Se reconnaître, c’est regarder en soi ce qui a été vécu, non pour le juger ou se sentir coupable, mais pour voir clairement que, partout dans sa vie, on est impuissant par soi-même à sortir de son enfer, incapable de changer. La Grâce (l’Aide gratuite et puissante de la Source) qui permet de s’accepter dans on impuissance donne, en même temps, la force de s’avouer à soi-même, à Dieu et à un autre toute ce que l’on a fait et qu’on a été. S’avouer à soi-même et à Dieu, c’est la même chose puisque Dieu n’est pas en dehors de nous, mais notre Racine, notre Fondement, notre base ; la religion chrétienne appelle cela notre Père.

 

On avoue à une autre personne pour que ce soit plus concret, plus vrai, plus réel, pour s’apercevoir que tout cela est vraiment arrivé et que, en ayant une certaine difficulté à l’exprimer, ça prend toute sa force. Raconter à quelqu’un ses drames et ses erreurs, c’est une façon de s’en détacher, de les objectiver, d’y voir plus clair. C’est aussi une bonne façon de devenir plus humble puisque l’humilité, c’est reconnaître son état véritable, c’est cesser de se mentir, c’est reconnaître les FAITS.

 

Nos torts. Attention ici ! Si nous regardons nos erreurs et nos drames passés comme des choses dont on se sent coupable ou dont on a raison d’avoir honte, on ne s’en sortira pas.

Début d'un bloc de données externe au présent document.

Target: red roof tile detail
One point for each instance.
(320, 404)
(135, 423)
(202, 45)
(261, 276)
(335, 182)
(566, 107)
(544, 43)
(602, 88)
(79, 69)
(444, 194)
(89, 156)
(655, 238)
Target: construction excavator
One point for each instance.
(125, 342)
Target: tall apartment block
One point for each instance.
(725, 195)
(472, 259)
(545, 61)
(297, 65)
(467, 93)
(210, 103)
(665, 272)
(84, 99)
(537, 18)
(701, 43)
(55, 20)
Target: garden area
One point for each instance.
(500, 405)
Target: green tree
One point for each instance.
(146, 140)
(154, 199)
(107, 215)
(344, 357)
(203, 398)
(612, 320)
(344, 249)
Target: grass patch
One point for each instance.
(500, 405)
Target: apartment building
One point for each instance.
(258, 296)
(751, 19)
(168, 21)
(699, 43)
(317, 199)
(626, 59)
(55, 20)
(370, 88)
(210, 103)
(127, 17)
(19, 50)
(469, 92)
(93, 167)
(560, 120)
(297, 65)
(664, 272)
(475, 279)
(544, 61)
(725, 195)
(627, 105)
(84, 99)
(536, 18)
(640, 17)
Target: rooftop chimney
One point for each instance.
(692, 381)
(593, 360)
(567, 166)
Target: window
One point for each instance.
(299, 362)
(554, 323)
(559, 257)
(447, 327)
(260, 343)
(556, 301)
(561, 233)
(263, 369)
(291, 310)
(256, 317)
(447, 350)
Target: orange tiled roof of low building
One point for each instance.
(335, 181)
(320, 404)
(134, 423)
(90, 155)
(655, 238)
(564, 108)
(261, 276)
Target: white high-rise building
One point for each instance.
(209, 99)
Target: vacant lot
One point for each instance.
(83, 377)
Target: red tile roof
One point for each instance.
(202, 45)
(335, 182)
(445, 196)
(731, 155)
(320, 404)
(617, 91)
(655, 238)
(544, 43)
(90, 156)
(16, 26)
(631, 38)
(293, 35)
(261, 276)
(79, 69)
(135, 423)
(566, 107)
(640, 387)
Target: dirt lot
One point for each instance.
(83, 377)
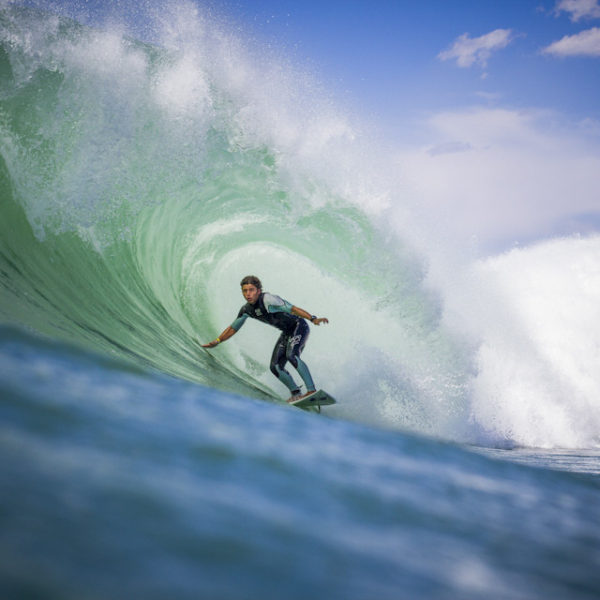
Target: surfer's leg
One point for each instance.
(278, 360)
(294, 347)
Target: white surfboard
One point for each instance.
(315, 400)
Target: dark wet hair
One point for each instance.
(252, 280)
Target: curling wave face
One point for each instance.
(139, 182)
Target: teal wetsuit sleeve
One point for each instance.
(274, 303)
(239, 322)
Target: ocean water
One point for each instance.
(141, 176)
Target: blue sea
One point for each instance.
(142, 175)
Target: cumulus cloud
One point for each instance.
(586, 43)
(579, 9)
(469, 51)
(503, 176)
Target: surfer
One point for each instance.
(289, 319)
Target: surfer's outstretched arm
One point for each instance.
(300, 312)
(230, 331)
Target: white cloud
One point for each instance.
(586, 43)
(504, 176)
(469, 51)
(579, 9)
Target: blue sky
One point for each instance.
(388, 56)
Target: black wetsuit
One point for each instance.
(275, 311)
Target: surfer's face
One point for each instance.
(250, 293)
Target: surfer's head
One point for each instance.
(251, 288)
(252, 280)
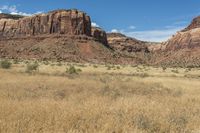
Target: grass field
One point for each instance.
(100, 98)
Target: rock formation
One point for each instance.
(120, 42)
(189, 38)
(72, 22)
(100, 35)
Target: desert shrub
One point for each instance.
(175, 71)
(15, 61)
(59, 64)
(164, 68)
(118, 67)
(32, 67)
(95, 66)
(5, 64)
(73, 70)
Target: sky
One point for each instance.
(148, 20)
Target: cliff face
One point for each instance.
(120, 42)
(189, 38)
(72, 22)
(195, 24)
(100, 35)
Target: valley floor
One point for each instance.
(100, 98)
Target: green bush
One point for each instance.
(72, 70)
(5, 64)
(32, 67)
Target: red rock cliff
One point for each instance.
(72, 22)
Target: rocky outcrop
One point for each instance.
(195, 24)
(72, 22)
(189, 38)
(100, 35)
(121, 43)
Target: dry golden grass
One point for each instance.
(99, 100)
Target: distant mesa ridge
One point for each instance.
(69, 35)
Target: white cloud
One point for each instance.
(13, 10)
(132, 27)
(94, 24)
(115, 31)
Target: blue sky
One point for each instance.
(150, 20)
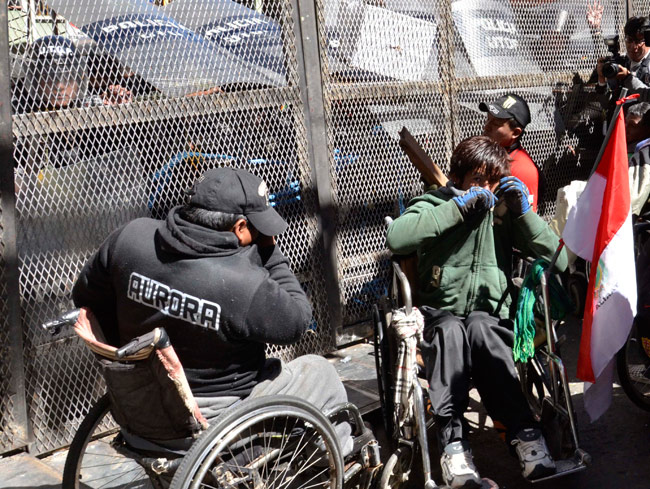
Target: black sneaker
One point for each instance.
(533, 454)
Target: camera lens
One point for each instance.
(610, 70)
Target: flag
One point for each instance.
(599, 229)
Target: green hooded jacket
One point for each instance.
(464, 266)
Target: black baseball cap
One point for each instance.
(237, 191)
(510, 106)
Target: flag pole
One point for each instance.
(610, 129)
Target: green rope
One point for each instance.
(524, 345)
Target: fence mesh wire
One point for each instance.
(8, 374)
(112, 144)
(119, 105)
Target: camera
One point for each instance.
(614, 60)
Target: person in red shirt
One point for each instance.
(508, 116)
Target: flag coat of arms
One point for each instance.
(599, 229)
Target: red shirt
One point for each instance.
(524, 169)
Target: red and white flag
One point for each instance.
(599, 229)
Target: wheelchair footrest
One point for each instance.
(577, 463)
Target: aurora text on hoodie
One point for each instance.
(173, 302)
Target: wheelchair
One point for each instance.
(543, 380)
(633, 359)
(278, 441)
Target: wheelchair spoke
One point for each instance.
(273, 449)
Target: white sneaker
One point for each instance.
(533, 454)
(458, 466)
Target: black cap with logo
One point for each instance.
(510, 106)
(237, 191)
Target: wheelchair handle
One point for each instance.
(67, 319)
(158, 338)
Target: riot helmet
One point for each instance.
(56, 73)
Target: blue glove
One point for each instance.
(515, 194)
(476, 200)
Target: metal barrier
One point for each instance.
(308, 95)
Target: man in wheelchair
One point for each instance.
(213, 278)
(464, 235)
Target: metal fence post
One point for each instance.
(311, 89)
(14, 422)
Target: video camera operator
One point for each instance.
(631, 71)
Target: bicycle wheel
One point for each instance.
(94, 460)
(279, 442)
(397, 470)
(633, 366)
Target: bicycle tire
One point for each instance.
(245, 438)
(633, 367)
(82, 467)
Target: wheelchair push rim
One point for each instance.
(279, 442)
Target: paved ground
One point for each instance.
(619, 442)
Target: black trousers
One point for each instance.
(477, 350)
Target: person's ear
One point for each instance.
(240, 229)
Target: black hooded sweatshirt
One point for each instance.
(219, 302)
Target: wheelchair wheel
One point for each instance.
(633, 366)
(397, 469)
(94, 459)
(279, 442)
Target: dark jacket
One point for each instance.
(219, 302)
(464, 266)
(637, 83)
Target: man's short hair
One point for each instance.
(480, 153)
(219, 221)
(635, 26)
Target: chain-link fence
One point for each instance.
(119, 105)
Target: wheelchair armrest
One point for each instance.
(67, 319)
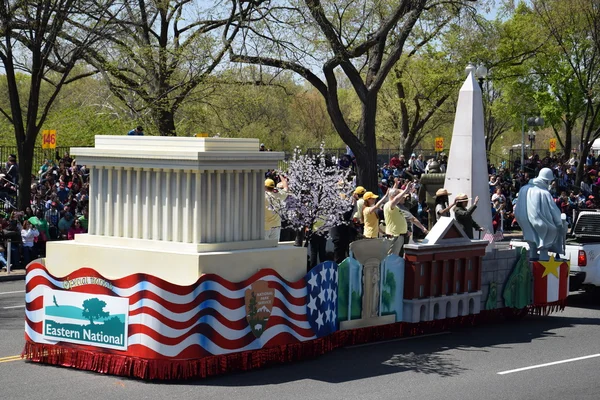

La culpabilité est une des pires maladies émotives ; ça fait partie du complexe alcoolique : dégoût de soi, désir de fuir ce dégoût, dépendance vis-à-vis de cette fuite. La culpabilité est un état chronique de jugement sur soi-même. Il n’est même pas nécessaire d’être coupable pour ressentir la culpabilité. C’est le jugement que l’on porte sur soi qui crée la culpabilité ; ce n’est pas l’acte commis. Il y a des actes que l’on a commis en toute innocence et que, plus tard, on a découverts comme étant nettement négatifs ; tout comme il y a des actes que l’on a pris pour très mauvais et qui se sont avérés, plus tard, assez innocents. Ce n’est pas l’acte qui compte, c’est notre attitude face à lui.

 

Le dégoût de soi-même, la haine que l’on se porte créent cette condamnation sans merci. On se sent coupable, c’est pour cela qu’on se déteste. Mais, encore une fois, se sentir coupable est une impression subjective qui peut exister indépendamment de ce que l’on a fait. Le pré ;jugé qui fait voir la boisson, l’enivrement, l’état d’ivresse et même l’alcoolisme comme une déchéance, une diffamation, nous hante tout au long de notre aventure. Il s’agit donc d’examiner les événements, les comportements mais surtout les ÉMOTIONS de son passé. Car ce ne sont jamais les événements ou les actes qui nous rendent malheureux, c’est la façon dont nous les voyons, c’est notre réaction émotive à leur égard.